A ce propos, un autre ministre cantonal renchérit: «Il n'y a effectivement pas eu de demande officielle écrite de la Confédération à tous les cantons. Ce qui est étrange, au vu du nombre de courriers que l'on reçoit toujours de Berne. Et encore plus étrange, si l'on se souvient que la Suisse évoquait la venue de deux ou trois ex-détenus. J'imagine que seuls certains cantons, dont Genève, ont été consultés par Eveline Widmer-Schlumpf ou Micheline Calmy-Rey.»
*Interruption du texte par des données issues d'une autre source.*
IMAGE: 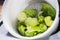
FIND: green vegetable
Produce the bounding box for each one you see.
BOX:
[18,25,26,35]
[41,3,56,19]
[17,12,27,22]
[44,16,53,26]
[25,31,37,37]
[27,26,40,32]
[39,24,47,32]
[38,16,44,23]
[25,17,39,26]
[23,9,37,17]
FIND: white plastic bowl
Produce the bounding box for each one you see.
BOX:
[2,0,59,39]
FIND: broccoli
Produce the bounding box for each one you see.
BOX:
[38,16,44,23]
[23,9,37,17]
[18,25,26,35]
[39,24,47,32]
[17,12,27,22]
[27,26,41,32]
[44,16,53,26]
[41,3,56,19]
[25,17,39,26]
[25,31,37,37]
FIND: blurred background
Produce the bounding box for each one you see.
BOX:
[0,0,60,40]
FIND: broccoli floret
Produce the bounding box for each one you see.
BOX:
[27,26,40,32]
[17,12,27,22]
[18,25,26,35]
[25,31,37,37]
[38,16,44,23]
[25,17,39,26]
[39,24,47,32]
[41,3,56,19]
[44,16,53,26]
[23,9,37,17]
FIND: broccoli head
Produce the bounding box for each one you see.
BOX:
[23,9,37,17]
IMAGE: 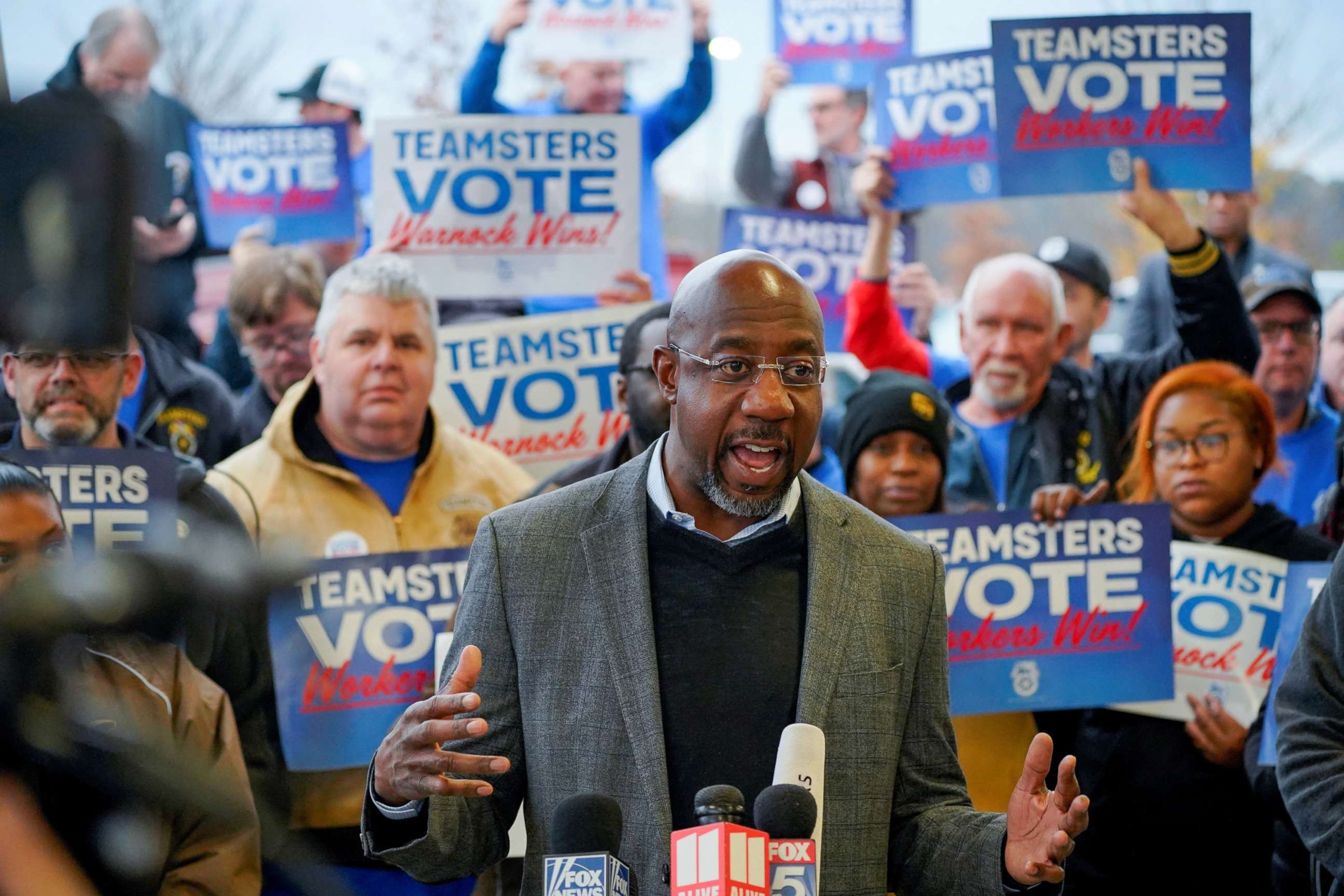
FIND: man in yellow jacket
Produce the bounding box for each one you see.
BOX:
[211,254,534,892]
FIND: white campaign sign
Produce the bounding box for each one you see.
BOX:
[1113,541,1287,725]
[374,116,641,298]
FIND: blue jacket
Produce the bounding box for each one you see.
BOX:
[461,40,713,310]
[944,239,1259,513]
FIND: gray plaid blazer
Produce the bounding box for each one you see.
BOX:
[363,451,1005,896]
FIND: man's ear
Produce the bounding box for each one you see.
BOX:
[653,345,681,404]
[119,352,145,398]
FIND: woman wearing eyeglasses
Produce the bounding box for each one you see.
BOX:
[1032,361,1335,893]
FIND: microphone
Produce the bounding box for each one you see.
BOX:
[755,785,817,896]
[544,794,631,896]
[774,724,827,880]
[670,785,769,896]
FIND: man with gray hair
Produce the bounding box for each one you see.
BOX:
[845,159,1259,510]
[211,255,532,892]
[24,7,204,359]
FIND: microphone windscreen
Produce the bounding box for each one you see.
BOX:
[551,794,621,856]
[695,785,746,818]
[753,785,817,839]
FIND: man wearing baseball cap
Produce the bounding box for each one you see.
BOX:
[1240,264,1340,525]
[279,59,374,259]
[1036,236,1110,369]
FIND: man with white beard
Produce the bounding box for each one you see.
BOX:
[945,160,1259,510]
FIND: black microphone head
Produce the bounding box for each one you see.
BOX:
[754,785,817,839]
[695,785,746,825]
[551,794,621,856]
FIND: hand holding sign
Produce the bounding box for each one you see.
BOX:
[1004,734,1090,887]
[491,0,529,43]
[1185,694,1246,768]
[374,645,509,806]
[1031,480,1110,523]
[1119,159,1204,253]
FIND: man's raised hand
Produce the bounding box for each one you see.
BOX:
[1004,734,1089,887]
[374,645,509,806]
[1119,159,1204,253]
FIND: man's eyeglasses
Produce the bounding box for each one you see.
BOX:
[665,343,827,386]
[239,329,313,367]
[8,352,130,373]
[1255,318,1321,344]
[1148,432,1244,465]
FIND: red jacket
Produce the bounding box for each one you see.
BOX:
[844,277,931,377]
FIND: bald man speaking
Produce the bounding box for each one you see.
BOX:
[363,251,1087,896]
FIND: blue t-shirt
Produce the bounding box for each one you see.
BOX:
[957,414,1017,504]
[1255,404,1340,525]
[336,451,415,516]
[117,367,145,432]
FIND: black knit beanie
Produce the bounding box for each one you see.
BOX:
[836,369,951,482]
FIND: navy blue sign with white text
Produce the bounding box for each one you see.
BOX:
[719,208,914,352]
[0,449,177,556]
[892,504,1173,715]
[990,12,1251,196]
[191,125,355,248]
[774,0,914,87]
[872,50,999,208]
[269,548,468,771]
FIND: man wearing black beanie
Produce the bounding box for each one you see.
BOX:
[836,369,951,516]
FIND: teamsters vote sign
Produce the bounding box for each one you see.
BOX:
[191,125,355,248]
[374,116,641,298]
[433,305,639,478]
[774,0,913,86]
[990,12,1251,196]
[0,449,177,556]
[268,548,468,771]
[892,504,1172,715]
[872,50,999,208]
[528,0,691,62]
[1115,541,1306,725]
[719,208,914,352]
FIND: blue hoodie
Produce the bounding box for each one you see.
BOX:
[461,39,713,312]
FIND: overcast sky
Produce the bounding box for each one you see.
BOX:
[0,0,1344,200]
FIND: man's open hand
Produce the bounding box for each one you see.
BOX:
[374,645,509,806]
[1119,159,1204,253]
[1004,734,1089,887]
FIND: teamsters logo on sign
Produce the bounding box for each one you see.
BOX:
[374,116,640,298]
[892,504,1172,715]
[990,12,1251,196]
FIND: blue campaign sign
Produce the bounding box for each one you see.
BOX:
[269,548,468,771]
[719,208,915,352]
[1257,563,1333,766]
[872,50,999,208]
[990,12,1251,196]
[0,449,177,556]
[191,125,355,248]
[892,504,1173,715]
[774,0,914,87]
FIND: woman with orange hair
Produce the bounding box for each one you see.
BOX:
[1032,361,1335,894]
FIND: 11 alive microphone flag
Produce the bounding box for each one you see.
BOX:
[545,853,631,896]
[672,822,768,896]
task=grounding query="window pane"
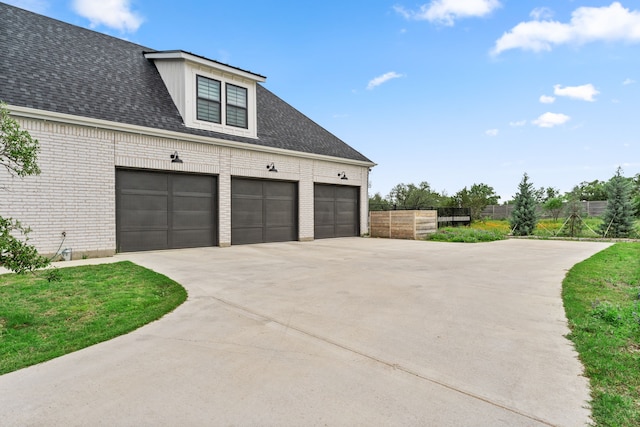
[198,76,220,101]
[196,76,220,123]
[227,85,247,108]
[198,98,220,123]
[227,105,247,128]
[226,84,247,128]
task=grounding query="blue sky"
[6,0,640,202]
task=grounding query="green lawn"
[0,261,187,375]
[563,243,640,426]
[426,217,640,243]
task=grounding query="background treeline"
[369,169,640,220]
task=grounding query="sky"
[3,0,640,202]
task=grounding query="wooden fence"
[480,200,607,219]
[369,210,438,240]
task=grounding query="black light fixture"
[171,151,182,163]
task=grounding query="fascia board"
[7,105,376,168]
[144,51,267,82]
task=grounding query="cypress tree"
[509,173,538,236]
[600,167,634,237]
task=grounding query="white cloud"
[540,95,556,104]
[532,113,571,128]
[394,0,500,26]
[491,2,640,55]
[553,83,600,102]
[73,0,143,32]
[529,7,553,21]
[3,0,49,13]
[367,71,404,90]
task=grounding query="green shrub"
[427,227,505,243]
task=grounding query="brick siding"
[0,119,368,258]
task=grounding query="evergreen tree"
[600,167,634,237]
[509,173,538,236]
Le secrétaire général de la Conférence des directeurs cantonaux de Justice et police, Roger Schneeberger, qui a d'ailleurs représenté les cantons dans le groupe de travail Guantanamo de la Confédération, ne partage pas cet avis. «Les cantons n'ont pas été mal informés. Au mois d'avril, Eveline Widmer-Schlumpf a assisté à une réunion plénière des ministres cantonaux de la Justice. Elle a clairement répété à cette occasion que la Confédération cherchait des cantons disposés à accueillir des ex-prisonniers.»
Le Jura ou d'autres cantons recevront-ils à leur tour un réfugié de Guantanamo, ouïgour cette fois-ci? C'est loin d'être sûr. En insistant sur le fait que tout nouvel accueil dépendra de la bonne volonté des cantons, Eveline Widmer-Schlumpf a certainement compliqué la donne.